Frankreich, Großbritannien und die USA
In Frankreich wird man nach dem Besuch einer Vorschule (l ècole maternelle) mit 6 Jahren in die Grundschule (l école elementaire) übernommen, von welcher die Kinder nach 5 Jahren in ein College wechseln, welches mit unserer Mittelstufe zu vergleichen ist. Nach weiteren 4 Jahren ist die Schulpflicht beendet und der Schüler kann sich entscheiden, ob er in das Berufsleben eintreten oder doch lieber seine Schullaufbahn fortsetzen möchte.
Wenn die zweite Möglichkeit angestrebt wird, hat er nun die Wahl zwischen dem lycee d’ènseignement general (allgemeinbildendes Gymnasium), dem lycee d’ènseignement technique (technisches Gymnasium) oder dem lycee l’ènseignement professionnel avec un apprentissage (eine berufliche Bildung, in der man auch seine Lehre absolvieren kann).
Schulminister Chevenement setzte auch einen neuen Lehrplan durch, der für alle Primarstufen absolut verpflichtend ist: Lesen, Schreiben, Rechnen. Das klingt banal, aber die Vermittlung des Grundwissens ist in Frankreich längst noch keine Selbstverständlichkeit. Die Zahl der Schüler, die ohne jeden Abschluss die Schule verlassen, ist katastrophal hoch.

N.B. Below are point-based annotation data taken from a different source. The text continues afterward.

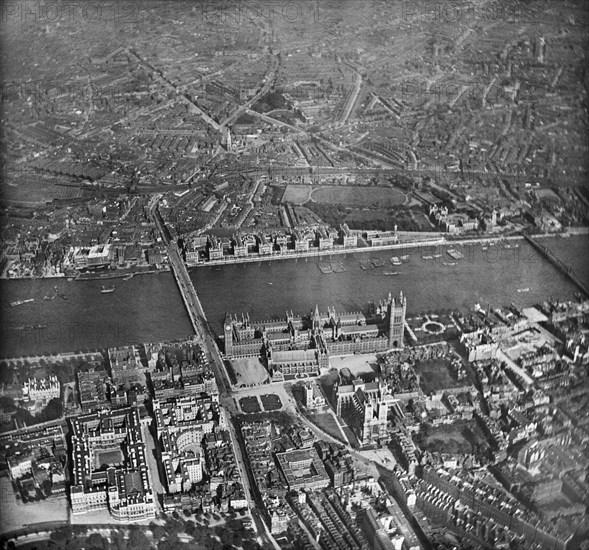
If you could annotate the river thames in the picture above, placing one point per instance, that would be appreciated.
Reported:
(149, 307)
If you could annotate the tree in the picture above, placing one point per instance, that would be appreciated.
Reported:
(158, 532)
(62, 535)
(138, 540)
(96, 542)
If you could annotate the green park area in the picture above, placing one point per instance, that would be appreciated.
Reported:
(460, 437)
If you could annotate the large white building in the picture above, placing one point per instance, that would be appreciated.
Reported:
(105, 477)
(42, 390)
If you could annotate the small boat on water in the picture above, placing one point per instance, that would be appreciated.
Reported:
(31, 327)
(455, 254)
(20, 302)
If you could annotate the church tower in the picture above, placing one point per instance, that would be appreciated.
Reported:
(228, 332)
(396, 320)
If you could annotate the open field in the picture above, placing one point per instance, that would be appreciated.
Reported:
(249, 370)
(108, 457)
(271, 402)
(249, 404)
(462, 437)
(358, 364)
(436, 374)
(327, 422)
(381, 197)
(15, 515)
(297, 194)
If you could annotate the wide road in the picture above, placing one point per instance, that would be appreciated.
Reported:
(193, 305)
(201, 328)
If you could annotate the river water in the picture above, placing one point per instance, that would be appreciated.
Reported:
(149, 307)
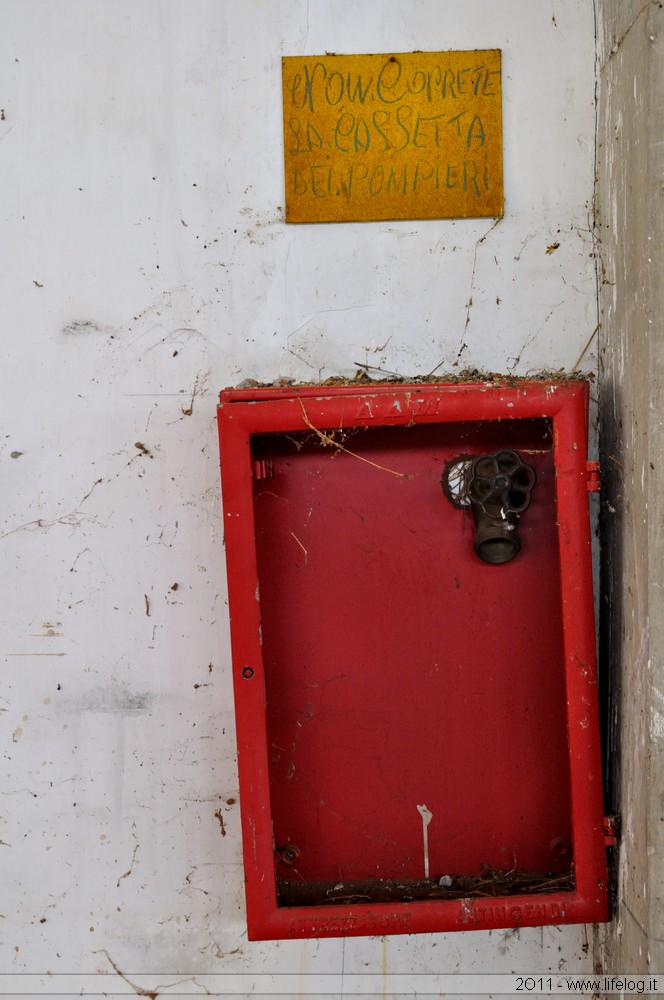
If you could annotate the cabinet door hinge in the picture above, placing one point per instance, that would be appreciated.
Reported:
(611, 830)
(592, 474)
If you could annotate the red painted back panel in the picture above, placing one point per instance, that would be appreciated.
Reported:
(400, 670)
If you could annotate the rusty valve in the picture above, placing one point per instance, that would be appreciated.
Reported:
(497, 488)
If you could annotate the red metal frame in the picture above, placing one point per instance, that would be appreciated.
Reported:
(246, 414)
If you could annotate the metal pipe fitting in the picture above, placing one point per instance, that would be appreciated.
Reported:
(497, 488)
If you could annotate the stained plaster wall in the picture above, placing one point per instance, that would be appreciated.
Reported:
(631, 244)
(146, 264)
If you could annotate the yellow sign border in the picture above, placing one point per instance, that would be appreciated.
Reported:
(414, 135)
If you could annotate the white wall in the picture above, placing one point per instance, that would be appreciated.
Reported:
(146, 265)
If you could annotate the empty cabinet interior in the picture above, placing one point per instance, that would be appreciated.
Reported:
(413, 654)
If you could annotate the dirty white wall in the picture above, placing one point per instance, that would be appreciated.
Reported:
(145, 265)
(631, 241)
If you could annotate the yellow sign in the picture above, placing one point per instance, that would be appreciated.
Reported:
(415, 135)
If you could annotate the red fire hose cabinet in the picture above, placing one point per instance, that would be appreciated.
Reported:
(412, 632)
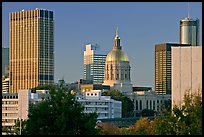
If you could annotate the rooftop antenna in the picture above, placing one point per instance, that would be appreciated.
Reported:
(188, 10)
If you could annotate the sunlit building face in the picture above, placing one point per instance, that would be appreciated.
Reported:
(31, 49)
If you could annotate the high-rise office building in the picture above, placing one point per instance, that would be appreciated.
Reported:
(31, 49)
(186, 72)
(5, 61)
(94, 64)
(117, 68)
(163, 67)
(189, 31)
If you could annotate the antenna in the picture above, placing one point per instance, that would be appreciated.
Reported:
(188, 10)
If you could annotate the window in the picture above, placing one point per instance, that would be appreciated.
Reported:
(136, 105)
(140, 104)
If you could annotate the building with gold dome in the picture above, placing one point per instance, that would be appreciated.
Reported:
(117, 68)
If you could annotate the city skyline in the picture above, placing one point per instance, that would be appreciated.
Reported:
(77, 24)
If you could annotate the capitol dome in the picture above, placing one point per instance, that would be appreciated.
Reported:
(117, 55)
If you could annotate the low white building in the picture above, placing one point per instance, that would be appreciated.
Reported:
(104, 106)
(148, 100)
(16, 105)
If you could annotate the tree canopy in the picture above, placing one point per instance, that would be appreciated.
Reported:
(61, 114)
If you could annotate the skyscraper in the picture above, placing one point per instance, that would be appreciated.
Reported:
(117, 68)
(94, 64)
(163, 67)
(31, 49)
(186, 72)
(5, 61)
(189, 31)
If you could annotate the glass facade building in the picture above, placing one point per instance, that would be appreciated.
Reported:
(5, 61)
(31, 49)
(163, 67)
(189, 31)
(94, 64)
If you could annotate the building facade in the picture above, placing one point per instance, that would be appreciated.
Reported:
(31, 49)
(186, 72)
(104, 106)
(163, 67)
(5, 85)
(148, 100)
(189, 31)
(16, 105)
(94, 64)
(117, 68)
(5, 61)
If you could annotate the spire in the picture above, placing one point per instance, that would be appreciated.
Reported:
(116, 32)
(117, 40)
(188, 11)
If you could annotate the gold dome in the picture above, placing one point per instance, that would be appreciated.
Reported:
(117, 55)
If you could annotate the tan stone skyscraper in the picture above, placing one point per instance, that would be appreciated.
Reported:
(31, 49)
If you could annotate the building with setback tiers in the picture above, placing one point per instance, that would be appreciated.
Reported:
(31, 49)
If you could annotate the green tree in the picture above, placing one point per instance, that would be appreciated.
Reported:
(18, 126)
(127, 104)
(182, 120)
(61, 114)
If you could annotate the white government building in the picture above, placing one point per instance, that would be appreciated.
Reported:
(104, 106)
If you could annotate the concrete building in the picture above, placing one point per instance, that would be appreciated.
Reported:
(16, 105)
(94, 62)
(148, 99)
(31, 49)
(5, 61)
(189, 31)
(186, 72)
(117, 68)
(104, 106)
(163, 67)
(5, 85)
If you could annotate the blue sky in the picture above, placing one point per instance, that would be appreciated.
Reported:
(141, 26)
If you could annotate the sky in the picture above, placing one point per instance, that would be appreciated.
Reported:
(141, 25)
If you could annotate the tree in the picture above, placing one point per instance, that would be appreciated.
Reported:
(127, 104)
(61, 114)
(184, 120)
(17, 126)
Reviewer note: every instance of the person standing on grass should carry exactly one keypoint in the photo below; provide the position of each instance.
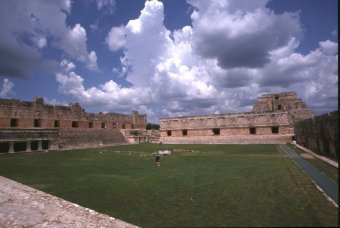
(158, 158)
(294, 143)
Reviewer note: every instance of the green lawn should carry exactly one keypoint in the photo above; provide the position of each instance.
(328, 170)
(199, 185)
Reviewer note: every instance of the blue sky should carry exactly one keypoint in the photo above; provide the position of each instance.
(171, 57)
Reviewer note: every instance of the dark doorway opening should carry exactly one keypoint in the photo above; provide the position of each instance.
(4, 147)
(216, 131)
(19, 146)
(45, 144)
(275, 129)
(14, 122)
(37, 122)
(34, 145)
(75, 124)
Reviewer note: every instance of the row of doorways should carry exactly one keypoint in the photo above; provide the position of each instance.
(24, 146)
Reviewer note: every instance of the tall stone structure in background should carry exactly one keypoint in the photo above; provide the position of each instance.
(288, 102)
(271, 121)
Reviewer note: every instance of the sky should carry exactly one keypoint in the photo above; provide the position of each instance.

In Großbritannien besucht die Mehrheit der Schüler staatliche Schulen, obwohl auch eine große Anzahl an privaten Institutionen angeboten wird. Vor dem Eintritt in die Junior Schulen (Volksschulen) müssen Kinder schon mit 5 Jahren oder wie in Nordirland bereits mit 4 Jahren eine Vorschule (Infant school) zu besuchen.
Nach der Junior School (diese wird auch als Vorbereitungsschule für die Secondary Schools bezeichnet), wechseln die Kinder nach 4 Jahren in Secondary Schools (Senior Schools). Dabei entscheiden sich nahezu 90% der Schüler für den Eintritt in eine Comprehensive School, welche man mit einer Gesamtschule vergleichen kann.

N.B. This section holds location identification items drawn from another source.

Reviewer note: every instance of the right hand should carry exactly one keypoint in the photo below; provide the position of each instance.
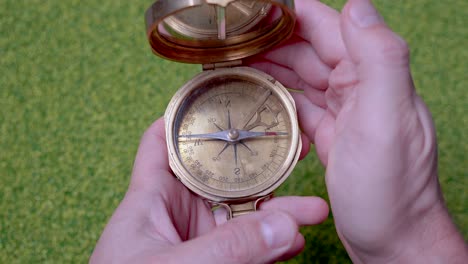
(371, 130)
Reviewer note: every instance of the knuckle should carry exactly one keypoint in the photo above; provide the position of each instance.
(395, 50)
(235, 245)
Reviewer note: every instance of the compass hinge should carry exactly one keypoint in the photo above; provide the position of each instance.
(224, 64)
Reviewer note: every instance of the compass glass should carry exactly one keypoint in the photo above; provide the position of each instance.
(233, 135)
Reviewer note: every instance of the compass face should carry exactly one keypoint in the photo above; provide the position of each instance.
(233, 135)
(204, 21)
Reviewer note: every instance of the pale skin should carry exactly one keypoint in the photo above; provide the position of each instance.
(372, 132)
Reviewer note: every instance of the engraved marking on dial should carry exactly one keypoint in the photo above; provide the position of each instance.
(221, 19)
(258, 121)
(254, 110)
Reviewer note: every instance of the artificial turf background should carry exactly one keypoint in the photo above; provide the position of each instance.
(79, 85)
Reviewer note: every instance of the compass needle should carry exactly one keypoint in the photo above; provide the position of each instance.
(227, 104)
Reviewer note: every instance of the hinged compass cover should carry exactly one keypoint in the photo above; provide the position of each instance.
(209, 31)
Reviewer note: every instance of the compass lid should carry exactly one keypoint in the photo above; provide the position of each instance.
(210, 31)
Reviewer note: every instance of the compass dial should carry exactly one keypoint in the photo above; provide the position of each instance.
(234, 135)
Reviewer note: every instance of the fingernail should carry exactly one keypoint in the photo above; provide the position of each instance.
(364, 14)
(276, 230)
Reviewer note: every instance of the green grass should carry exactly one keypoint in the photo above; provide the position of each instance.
(79, 85)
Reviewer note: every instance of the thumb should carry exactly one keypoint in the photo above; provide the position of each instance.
(260, 237)
(381, 56)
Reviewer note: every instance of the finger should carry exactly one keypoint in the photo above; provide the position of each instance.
(151, 160)
(324, 136)
(299, 56)
(319, 24)
(260, 237)
(309, 115)
(385, 82)
(298, 247)
(286, 76)
(305, 210)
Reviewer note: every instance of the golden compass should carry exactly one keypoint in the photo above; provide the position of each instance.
(232, 131)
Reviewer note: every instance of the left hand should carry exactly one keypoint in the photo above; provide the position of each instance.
(161, 221)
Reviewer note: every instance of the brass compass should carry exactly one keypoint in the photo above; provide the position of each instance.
(232, 131)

Diese kann mit 18 Jahren vor einem unabhängigen Prüfungskomitee mit dem Ablegen der GCE Prüfung beendet werden und berechtigt bei Erfolg zu weiterem Universitätsbesuch. Ein kleiner Teil der Schüler entscheidet sich allerdings auch für den Wechsel in eine Secondary Modern School, deren System unserer Hauptschule ähnelt und die mit 16 Jahren beendet wird.
Als dritte Wahlmöglichkeit bietet sich noch der Eintritt in eine Grammar School an, welche unserem Gymnasium entspricht und hauptsächlich auf eine weitere akademische Laufbahn abzielt.
Das amerikanische Schulwesen:
Auch hier wird der Nachwuchs nach dem Besuch einer Vorschule (in Amerika heißt diese “Kindergarten” im Vergleich zum echten Kindergarten, der “Nursery School” heißt) mit 6 Jahren in die Grundschule eingeschult um danach in die High School zu wechseln, die man als eine Art Gesamtschule des Sekundarbereiches betrachten kann.
Hierbei gibt es allerdings Strukturunterschiede, die aber keinerlei inhaltliche Konsequenzen für die Schüler haben: erstens das “2-4” Modell: (Junior/ Senior High School) oder “8-4” System (8 Jahre erweiterte Grundschule, 4 Jahre High School). Die amerikanischen High Schools werden als Ganztagsschulen geführt und arbeiten nur als Kurssystem, es existieren also keine Klassengemeinschaften wie bei uns, sie funktionieren mit individualisierten Stundenplänen.
Dies funktioniert auch bei oftmals 3.000 oder 5.000 Schülern und über 100 verschiedenen angebotenen Fächern von Französisch bis Blumengärtnern als Beruf. Etwa zwei Drittel graduieren von der High School, die anderen gehen nach der gesetzlichen Schulpflicht von 10 Schuljahren ab. Das amerikanische Notensystem ähnelt dem britischen. Auch hier gibt es Buchstaben (Grades) von A bis F ( es gibt allerdings kein E).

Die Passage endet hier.